The sponsor of earlier bills aimed at PBMs, Sen. Max Wise, R-Campbellsville, told Acquisto that he will probably file a bill similar to the recent “commercial pharmacy PBM reform” bills in Tennessee and West Virginia. The Tennessee law "gives independent pharmacies greater control over the PBM contracts they agree to, including by mandating those groups reimburse no less than the actual cost for a prescription drug," Acquisto reports. "That is an aspect not currently mandated by law in Kentucky."
The system
Acquisto explains how it got this way: "Each time an independent pharmacist fills a patient’s prescription, how that pharmacy is reimbursed by insurance companies — and what amount in fees are levied for filling it — is decided by a somewhat arbitrary and complex tangle of decisions by entities outside a hometown pharmacy’s control. This lack of control and contractual obligation to pay every fee levied has paved the way for independents to be financially gouged from multiple angles: Low or break-even reimbursement rates set by insurance companies often blunts a pharmacy’s ability to make a profit on every prescription they fill."

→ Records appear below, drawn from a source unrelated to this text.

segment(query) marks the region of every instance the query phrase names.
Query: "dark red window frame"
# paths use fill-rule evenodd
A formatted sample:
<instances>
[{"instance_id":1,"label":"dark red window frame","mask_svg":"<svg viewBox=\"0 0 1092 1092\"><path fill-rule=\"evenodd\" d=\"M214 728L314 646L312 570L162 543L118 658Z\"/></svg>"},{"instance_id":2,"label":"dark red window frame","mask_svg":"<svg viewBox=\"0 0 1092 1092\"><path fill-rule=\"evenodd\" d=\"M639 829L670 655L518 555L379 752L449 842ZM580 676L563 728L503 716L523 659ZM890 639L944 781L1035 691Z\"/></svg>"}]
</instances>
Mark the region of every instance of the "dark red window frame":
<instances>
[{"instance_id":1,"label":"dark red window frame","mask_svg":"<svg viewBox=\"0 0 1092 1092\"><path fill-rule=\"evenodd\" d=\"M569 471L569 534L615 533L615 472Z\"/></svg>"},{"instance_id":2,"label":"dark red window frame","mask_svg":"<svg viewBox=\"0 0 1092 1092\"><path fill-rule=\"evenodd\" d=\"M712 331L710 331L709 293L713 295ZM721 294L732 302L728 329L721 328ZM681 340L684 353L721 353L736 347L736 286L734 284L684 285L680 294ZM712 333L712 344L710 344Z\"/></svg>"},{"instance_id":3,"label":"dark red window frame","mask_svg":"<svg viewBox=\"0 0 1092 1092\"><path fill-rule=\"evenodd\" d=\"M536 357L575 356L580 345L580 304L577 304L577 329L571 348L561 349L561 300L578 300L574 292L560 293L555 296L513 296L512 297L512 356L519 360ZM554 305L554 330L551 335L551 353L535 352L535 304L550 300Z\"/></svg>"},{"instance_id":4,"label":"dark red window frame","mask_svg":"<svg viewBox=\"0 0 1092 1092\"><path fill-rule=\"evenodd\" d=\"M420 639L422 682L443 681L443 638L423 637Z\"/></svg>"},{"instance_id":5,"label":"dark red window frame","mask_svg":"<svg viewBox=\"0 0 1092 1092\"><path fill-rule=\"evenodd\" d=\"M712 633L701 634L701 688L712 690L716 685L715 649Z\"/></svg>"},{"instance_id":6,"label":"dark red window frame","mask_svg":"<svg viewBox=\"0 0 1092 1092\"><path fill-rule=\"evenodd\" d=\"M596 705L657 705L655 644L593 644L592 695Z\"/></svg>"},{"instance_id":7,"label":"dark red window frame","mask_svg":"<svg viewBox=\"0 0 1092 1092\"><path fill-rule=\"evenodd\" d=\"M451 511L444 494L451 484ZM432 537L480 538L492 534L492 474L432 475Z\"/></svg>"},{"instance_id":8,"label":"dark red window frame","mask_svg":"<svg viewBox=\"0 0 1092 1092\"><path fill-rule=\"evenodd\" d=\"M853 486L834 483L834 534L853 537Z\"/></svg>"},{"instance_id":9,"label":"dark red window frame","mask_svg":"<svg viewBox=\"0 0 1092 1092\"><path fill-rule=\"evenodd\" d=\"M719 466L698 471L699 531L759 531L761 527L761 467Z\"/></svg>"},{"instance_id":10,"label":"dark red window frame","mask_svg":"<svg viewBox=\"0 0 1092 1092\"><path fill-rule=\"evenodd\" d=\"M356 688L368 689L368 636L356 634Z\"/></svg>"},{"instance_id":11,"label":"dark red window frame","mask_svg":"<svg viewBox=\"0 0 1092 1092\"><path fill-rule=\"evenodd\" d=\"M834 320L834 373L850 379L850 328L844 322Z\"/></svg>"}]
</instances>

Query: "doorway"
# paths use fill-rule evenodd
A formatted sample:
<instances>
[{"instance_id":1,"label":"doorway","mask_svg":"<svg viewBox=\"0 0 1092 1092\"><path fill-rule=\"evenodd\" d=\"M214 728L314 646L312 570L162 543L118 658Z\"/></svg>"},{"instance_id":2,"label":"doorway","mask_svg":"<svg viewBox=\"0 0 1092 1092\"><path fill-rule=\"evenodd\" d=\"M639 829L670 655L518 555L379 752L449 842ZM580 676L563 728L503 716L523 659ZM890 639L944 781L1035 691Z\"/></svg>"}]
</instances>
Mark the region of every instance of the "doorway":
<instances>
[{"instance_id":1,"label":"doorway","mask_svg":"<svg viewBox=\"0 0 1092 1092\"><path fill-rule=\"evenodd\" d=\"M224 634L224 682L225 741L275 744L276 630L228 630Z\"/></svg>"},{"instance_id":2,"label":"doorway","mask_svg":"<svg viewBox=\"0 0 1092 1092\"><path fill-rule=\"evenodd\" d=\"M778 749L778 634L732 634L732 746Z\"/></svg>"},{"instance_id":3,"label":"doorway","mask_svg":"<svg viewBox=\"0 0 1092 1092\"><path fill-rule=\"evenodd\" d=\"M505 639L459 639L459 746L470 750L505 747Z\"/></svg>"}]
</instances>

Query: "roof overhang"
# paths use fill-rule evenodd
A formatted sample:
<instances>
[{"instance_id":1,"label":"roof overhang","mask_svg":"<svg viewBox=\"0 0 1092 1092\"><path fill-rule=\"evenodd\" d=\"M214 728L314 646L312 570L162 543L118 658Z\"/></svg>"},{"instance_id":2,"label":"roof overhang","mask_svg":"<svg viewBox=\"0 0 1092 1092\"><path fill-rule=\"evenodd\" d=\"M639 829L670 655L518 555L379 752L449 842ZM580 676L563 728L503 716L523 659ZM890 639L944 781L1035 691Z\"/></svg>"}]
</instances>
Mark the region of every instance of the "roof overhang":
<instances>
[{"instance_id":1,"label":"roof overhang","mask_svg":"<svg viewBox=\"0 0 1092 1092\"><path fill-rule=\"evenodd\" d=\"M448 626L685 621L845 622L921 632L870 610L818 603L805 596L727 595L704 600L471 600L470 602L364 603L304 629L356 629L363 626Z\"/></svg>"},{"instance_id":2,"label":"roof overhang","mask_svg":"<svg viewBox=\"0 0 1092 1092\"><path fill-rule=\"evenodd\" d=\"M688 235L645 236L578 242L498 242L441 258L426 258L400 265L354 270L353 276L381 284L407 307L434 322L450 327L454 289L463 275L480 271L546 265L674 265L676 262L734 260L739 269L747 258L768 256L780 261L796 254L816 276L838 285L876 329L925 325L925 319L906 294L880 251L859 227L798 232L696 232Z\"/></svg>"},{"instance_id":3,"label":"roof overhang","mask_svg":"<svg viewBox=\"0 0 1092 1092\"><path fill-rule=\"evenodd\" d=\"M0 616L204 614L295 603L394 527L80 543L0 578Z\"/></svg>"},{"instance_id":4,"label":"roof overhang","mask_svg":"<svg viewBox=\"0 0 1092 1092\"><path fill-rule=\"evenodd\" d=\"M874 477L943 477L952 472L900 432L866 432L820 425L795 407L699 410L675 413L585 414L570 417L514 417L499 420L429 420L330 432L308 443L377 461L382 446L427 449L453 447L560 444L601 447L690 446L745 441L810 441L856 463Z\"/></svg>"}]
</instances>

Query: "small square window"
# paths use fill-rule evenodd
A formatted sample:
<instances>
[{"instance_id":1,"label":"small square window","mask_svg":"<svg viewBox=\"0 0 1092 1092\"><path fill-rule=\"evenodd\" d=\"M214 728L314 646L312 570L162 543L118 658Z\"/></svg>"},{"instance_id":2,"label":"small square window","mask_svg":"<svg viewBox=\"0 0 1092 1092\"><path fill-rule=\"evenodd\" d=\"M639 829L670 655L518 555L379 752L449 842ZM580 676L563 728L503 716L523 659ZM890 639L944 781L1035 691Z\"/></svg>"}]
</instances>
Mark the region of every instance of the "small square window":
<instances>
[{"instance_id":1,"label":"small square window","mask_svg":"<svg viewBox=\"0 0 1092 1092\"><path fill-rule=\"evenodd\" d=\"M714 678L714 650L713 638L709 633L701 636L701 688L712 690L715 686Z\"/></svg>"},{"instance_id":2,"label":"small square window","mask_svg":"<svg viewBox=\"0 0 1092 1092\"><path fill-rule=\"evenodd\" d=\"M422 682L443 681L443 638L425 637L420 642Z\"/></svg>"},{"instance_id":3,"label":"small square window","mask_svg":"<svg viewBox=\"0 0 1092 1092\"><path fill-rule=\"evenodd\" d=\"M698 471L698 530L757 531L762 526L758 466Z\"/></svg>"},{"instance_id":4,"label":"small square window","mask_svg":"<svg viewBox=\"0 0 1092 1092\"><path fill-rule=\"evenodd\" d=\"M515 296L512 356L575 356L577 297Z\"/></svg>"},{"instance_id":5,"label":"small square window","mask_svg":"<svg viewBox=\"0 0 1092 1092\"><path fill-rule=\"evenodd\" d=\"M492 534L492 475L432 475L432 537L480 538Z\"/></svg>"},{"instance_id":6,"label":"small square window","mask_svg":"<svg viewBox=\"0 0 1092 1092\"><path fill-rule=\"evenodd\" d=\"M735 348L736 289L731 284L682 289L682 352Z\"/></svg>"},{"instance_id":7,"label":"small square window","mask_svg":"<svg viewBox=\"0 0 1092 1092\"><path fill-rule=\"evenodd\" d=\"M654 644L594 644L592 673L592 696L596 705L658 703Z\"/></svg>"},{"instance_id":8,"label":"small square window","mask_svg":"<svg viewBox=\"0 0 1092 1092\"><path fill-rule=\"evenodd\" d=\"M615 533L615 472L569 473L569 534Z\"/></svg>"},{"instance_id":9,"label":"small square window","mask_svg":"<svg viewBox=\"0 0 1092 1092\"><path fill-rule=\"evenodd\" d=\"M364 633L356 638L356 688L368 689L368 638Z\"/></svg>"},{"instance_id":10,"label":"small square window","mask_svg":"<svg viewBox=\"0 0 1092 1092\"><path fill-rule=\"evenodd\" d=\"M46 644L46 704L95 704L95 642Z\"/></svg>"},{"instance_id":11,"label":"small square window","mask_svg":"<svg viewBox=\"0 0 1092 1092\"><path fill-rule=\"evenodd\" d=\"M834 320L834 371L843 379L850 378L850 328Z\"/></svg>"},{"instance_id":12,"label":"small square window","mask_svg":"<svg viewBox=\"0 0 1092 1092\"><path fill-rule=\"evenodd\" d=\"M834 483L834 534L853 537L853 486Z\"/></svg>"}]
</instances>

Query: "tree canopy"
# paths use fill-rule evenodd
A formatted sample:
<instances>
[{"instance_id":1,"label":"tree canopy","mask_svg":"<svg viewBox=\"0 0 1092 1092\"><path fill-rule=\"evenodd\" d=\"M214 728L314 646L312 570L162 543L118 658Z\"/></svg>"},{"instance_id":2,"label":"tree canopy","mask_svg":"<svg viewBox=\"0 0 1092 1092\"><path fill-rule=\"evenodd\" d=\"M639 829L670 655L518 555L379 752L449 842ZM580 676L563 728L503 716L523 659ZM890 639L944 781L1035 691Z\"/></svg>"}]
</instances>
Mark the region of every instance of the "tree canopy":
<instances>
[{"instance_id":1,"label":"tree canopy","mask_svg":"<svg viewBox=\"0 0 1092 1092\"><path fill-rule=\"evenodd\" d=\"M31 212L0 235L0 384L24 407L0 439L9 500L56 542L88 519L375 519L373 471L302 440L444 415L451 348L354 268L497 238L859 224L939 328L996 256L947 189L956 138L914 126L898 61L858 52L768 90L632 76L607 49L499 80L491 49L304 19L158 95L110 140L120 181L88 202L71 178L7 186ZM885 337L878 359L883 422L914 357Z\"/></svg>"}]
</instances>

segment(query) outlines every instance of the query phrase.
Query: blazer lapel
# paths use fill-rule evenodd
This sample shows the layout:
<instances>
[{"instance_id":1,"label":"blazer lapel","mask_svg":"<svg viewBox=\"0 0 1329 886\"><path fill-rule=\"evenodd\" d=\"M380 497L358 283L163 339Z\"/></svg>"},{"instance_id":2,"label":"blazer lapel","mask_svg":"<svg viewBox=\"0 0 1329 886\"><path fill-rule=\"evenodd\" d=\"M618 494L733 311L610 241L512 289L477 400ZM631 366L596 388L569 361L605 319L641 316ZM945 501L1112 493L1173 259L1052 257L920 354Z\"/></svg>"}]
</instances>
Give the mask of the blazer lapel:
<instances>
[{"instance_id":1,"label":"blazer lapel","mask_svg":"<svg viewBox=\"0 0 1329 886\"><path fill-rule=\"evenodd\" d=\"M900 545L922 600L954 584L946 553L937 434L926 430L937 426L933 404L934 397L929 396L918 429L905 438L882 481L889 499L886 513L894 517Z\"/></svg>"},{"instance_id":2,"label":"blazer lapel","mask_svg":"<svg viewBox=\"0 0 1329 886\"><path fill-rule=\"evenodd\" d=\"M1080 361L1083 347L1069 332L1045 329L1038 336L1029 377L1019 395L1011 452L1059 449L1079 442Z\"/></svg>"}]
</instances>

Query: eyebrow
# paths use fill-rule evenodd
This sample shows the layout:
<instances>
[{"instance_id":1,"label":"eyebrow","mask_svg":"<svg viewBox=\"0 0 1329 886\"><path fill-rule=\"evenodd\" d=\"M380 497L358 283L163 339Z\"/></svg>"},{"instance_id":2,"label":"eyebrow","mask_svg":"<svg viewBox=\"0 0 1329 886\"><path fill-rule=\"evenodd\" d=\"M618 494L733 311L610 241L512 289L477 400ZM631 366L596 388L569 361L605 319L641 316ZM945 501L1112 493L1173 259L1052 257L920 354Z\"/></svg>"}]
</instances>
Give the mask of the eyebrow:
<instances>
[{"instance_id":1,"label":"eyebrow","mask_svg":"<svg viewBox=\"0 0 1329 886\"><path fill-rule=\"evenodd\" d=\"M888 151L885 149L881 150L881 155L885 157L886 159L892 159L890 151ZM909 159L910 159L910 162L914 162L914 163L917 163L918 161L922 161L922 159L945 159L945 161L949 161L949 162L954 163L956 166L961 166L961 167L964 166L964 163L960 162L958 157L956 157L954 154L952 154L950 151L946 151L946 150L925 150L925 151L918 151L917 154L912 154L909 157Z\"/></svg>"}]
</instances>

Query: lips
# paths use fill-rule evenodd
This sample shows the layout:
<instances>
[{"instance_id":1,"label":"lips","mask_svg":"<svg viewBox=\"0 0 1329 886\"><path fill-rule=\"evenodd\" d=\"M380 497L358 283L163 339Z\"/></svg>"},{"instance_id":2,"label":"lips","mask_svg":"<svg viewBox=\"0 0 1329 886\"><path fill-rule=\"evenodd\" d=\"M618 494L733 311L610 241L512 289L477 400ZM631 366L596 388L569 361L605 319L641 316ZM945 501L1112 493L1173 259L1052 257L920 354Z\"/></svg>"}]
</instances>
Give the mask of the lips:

Pharmacy benefit managers charge pharmacies direct and indirect remuneration fees. "Federal regulations have historically dictated these fees be collected retroactively, up to six months after a prescription is filled. But that changed Jan. 1, when DIR fees began to be collected at the point of sale," Acquisto reports. "Pharmacists told the Herald-Leader they expect this temporary overlap, where DIR fees from as far back as June 2023 continue to be retroactively deducted as new fees are levied on prescriptions filled currently, will inevitably force more closures."
“This increase in DIR fees has resulted in many independent pharmacies being left with little to no capital funds to survive 2024,” Maysville druggists Dr. Michael Berry and Elizabeth Berry wrote in a Dec. 31 email to Chiquita Brooks-LaSure, adminstrator of the Centers for Medicare and Medicaid Services. “Most independent pharmacies have been on life support for the last several years. We are witnessing the initial stages of an industry in collapse.”